Na época, o Criciúma era dirigido por Luiz Gonzaga Milioli. Nascido na cidade, ele trabalhava no clube desde os anos 1980 e ocupou diferentes cargos na comissão técnica. Estava no comando de maneira interina, após a saída de João Francisco com a conquista do Campeonato Catarinense em 1990. Já dentro de campo, a espinha dorsal do Tigre campeão estava presente. A começar pelo goleiro Alexandre, nascido em Ribeirão Preto e que rodou por clubes do interior de São Paulo até ser levado pelos catarinenses em 1989. Seria já uma das figuras principais na campanha até as semifinais da Copa do Brasil de 1990.
A defesa naquela estreia reunia poucos jogadores que seriam realmente titulares ao longo da Copa do Brasil, mas a lateral esquerda já era ocupada por Itá. Após despontar na Chapecoense, o defensor assinou com o Criciúma em 1986 e virou um dos símbolos do período vitorioso. Inclusive, usava a braçadeira de capitão. Foram 385 partidas com a camisa tricolor, se tornando o terceiro que mais defendeu o clube. Já na zaga, se o zagueiro Wilson esteve presente apenas no primeiro compromisso da campanha, aquele seria um dos seus 426 jogos pelo Tigre – logo acima de Itá na lista de recordistas em aparições.

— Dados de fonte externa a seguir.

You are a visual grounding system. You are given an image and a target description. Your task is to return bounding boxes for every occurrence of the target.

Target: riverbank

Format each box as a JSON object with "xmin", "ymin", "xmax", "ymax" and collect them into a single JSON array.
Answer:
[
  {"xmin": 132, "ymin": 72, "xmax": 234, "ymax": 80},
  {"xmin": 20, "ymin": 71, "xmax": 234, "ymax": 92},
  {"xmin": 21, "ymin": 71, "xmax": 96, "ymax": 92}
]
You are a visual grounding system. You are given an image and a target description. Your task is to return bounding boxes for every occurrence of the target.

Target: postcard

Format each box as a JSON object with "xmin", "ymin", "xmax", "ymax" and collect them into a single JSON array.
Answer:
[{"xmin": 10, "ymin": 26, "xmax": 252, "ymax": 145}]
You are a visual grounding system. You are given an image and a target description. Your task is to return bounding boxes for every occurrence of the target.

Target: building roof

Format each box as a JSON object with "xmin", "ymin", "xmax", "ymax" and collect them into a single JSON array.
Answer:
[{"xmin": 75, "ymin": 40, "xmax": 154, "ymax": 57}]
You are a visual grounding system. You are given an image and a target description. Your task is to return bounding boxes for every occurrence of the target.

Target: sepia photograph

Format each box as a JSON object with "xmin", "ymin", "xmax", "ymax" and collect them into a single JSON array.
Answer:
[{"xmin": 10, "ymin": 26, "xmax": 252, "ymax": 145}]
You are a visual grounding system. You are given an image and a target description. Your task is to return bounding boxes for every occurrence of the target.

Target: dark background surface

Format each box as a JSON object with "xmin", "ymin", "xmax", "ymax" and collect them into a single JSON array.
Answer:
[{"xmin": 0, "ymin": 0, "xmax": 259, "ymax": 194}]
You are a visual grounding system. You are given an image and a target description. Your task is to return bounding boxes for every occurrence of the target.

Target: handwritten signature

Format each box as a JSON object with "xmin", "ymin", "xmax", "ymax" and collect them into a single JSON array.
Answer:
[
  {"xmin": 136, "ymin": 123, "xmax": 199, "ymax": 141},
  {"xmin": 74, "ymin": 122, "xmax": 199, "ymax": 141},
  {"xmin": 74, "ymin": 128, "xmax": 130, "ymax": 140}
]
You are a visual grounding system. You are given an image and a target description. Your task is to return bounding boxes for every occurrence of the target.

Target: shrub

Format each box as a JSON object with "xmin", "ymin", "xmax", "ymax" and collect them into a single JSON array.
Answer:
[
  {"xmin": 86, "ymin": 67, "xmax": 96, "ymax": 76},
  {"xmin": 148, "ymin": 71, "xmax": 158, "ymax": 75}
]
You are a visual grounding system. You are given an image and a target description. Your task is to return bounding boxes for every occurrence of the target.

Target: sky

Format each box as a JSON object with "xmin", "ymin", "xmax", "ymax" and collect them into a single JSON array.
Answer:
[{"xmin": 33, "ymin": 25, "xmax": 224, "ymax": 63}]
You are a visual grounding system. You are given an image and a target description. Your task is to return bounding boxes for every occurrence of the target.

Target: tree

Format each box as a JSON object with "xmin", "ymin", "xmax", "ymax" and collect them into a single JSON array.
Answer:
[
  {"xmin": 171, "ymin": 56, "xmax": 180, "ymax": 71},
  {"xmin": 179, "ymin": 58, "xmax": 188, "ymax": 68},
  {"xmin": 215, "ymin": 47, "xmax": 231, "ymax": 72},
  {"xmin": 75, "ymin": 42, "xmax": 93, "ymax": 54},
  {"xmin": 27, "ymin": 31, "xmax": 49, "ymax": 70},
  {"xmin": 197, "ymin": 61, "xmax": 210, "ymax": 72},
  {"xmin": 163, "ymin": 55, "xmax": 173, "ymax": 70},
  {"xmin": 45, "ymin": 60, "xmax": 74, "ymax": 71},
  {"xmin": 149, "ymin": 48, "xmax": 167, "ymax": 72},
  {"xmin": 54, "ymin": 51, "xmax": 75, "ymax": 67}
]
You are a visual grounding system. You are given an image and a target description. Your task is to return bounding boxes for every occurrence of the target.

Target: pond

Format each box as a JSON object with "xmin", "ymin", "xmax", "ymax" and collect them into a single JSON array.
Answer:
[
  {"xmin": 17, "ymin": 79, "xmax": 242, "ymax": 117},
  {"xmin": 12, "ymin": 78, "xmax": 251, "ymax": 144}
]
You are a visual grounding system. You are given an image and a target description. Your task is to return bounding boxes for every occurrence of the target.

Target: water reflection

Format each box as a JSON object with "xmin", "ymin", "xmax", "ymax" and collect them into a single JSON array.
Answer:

A trinca de meio-campo era composta por Roberto Cavalo, Gélson e Grizzo. Trazido do Athletico Paranaense em 1989, Cavalo seria uma das referências do Criciúma e um dos jogadores mais identificados com o clube. Era quem dava segurança na cabeça de área tricolor, com muito vigor físico, além de ser um exímio cobrador de faltas. Gélson desembarcou no Heriberto Hülse na mesma época, comprado junto ao Marcílio Dias. Já o meia esquerda Grizzo foi talhado no futsal, antes de tentar a sorte em clubes do Paraná e de Santa Catarina. Foi comprado pelo Tigre em 1988, dando qualidade na criação. Também havia a alternativa do meia Zé Roberto, contratado em 1989, após passagem pelo Grêmio.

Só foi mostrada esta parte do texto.